Der Mann drängelt. Er möchte meinen Text ausdrucken, ich könnte in der Zeit das Exposé schreiben. Ich hasse Exposés. Vor allem, wenn ich sie für einen eigenen Text schreiben soll. Was will ich denn erzählen? Wie ist der Plot? Mit welchem Thema setze ich mich auseinander? Plötzlich kommt mir meine Geschichte uninteressant vor, die Bewerbung kann ich mir doch schenken, weil ich sowieso nie einen Preis gewinne, ich könnte ewig so weiter nörgeln.

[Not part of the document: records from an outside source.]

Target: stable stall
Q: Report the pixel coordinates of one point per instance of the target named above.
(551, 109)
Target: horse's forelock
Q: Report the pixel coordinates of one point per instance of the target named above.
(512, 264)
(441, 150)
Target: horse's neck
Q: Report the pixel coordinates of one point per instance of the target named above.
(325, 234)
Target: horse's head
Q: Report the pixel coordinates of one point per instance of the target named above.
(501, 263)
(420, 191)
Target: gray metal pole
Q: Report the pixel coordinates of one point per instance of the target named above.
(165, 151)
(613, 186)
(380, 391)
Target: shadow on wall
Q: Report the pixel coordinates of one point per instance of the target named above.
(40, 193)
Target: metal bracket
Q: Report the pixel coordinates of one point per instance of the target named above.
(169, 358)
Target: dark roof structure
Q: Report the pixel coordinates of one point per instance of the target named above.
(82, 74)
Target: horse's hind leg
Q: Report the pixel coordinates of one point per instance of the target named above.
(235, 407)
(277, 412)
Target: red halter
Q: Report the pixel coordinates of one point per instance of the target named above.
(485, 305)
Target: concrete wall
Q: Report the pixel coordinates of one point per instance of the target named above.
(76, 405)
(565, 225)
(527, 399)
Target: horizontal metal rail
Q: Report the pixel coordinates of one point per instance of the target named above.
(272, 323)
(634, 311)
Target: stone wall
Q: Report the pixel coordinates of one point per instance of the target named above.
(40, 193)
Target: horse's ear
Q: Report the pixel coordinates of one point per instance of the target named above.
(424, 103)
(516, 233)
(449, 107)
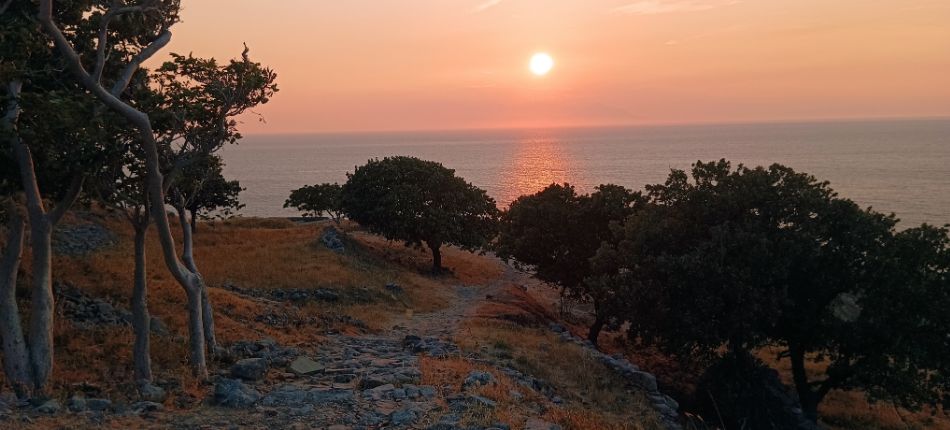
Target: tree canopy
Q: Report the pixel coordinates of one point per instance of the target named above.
(556, 232)
(419, 202)
(750, 257)
(316, 200)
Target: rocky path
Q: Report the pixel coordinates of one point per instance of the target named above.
(352, 382)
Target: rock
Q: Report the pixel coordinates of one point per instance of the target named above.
(146, 407)
(402, 417)
(394, 289)
(249, 369)
(152, 393)
(644, 380)
(305, 366)
(50, 407)
(477, 378)
(331, 239)
(232, 393)
(76, 404)
(98, 405)
(539, 424)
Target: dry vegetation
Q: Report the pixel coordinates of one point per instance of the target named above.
(262, 254)
(253, 254)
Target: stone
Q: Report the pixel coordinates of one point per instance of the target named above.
(146, 407)
(477, 378)
(50, 407)
(394, 289)
(76, 404)
(152, 393)
(305, 366)
(539, 424)
(98, 405)
(331, 239)
(249, 369)
(644, 380)
(232, 393)
(402, 417)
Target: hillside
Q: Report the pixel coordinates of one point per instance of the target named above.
(391, 345)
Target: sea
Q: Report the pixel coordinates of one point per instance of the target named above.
(895, 166)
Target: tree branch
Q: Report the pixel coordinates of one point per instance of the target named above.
(67, 201)
(123, 82)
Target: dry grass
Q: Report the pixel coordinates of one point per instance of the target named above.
(593, 398)
(850, 410)
(253, 254)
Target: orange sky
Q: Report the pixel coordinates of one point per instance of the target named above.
(443, 64)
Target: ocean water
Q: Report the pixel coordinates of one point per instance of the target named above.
(899, 166)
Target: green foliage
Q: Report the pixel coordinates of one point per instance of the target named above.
(771, 257)
(209, 193)
(419, 202)
(556, 232)
(315, 200)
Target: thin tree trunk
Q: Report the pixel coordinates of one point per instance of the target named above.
(140, 318)
(196, 333)
(188, 256)
(808, 399)
(154, 178)
(594, 333)
(41, 302)
(15, 358)
(435, 247)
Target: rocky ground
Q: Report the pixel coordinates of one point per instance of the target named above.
(367, 381)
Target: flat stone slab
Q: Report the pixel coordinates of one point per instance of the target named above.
(305, 366)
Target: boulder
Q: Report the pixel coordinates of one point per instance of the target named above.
(644, 380)
(232, 393)
(50, 407)
(305, 366)
(152, 393)
(250, 369)
(477, 378)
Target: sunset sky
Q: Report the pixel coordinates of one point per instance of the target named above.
(366, 65)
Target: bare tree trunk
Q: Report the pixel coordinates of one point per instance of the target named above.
(140, 318)
(15, 359)
(41, 302)
(188, 256)
(435, 247)
(196, 333)
(806, 397)
(189, 281)
(594, 333)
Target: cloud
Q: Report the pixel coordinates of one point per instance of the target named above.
(654, 7)
(485, 6)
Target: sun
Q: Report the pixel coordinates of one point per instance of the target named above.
(541, 64)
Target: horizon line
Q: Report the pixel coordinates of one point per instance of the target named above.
(658, 124)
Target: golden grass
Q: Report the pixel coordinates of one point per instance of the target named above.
(593, 398)
(253, 254)
(850, 410)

Vielleicht liegt es an den Kopfschmerzen. Ich habe gestern Abend ein Glas zu viel getrunken. Verschiedene Sorten Rotwein vertrage ich nicht. Zu spät ins Bett gegangen bin ich auch. Die Woche war überhaupt zu kurz. Essen mit englischen Freunden im Café Stresemann, den Film „Liebesleben“ im Kino angesehen, Treffen mit einem andern Freund. Jetzt sitze ich hier mit meinem dicken Kopf und überlege, ob die Zeit rennt oder ob ich renne und ob es mit dem Alter zu tun hat, dass ich mich nach mehr Ruhe sehne.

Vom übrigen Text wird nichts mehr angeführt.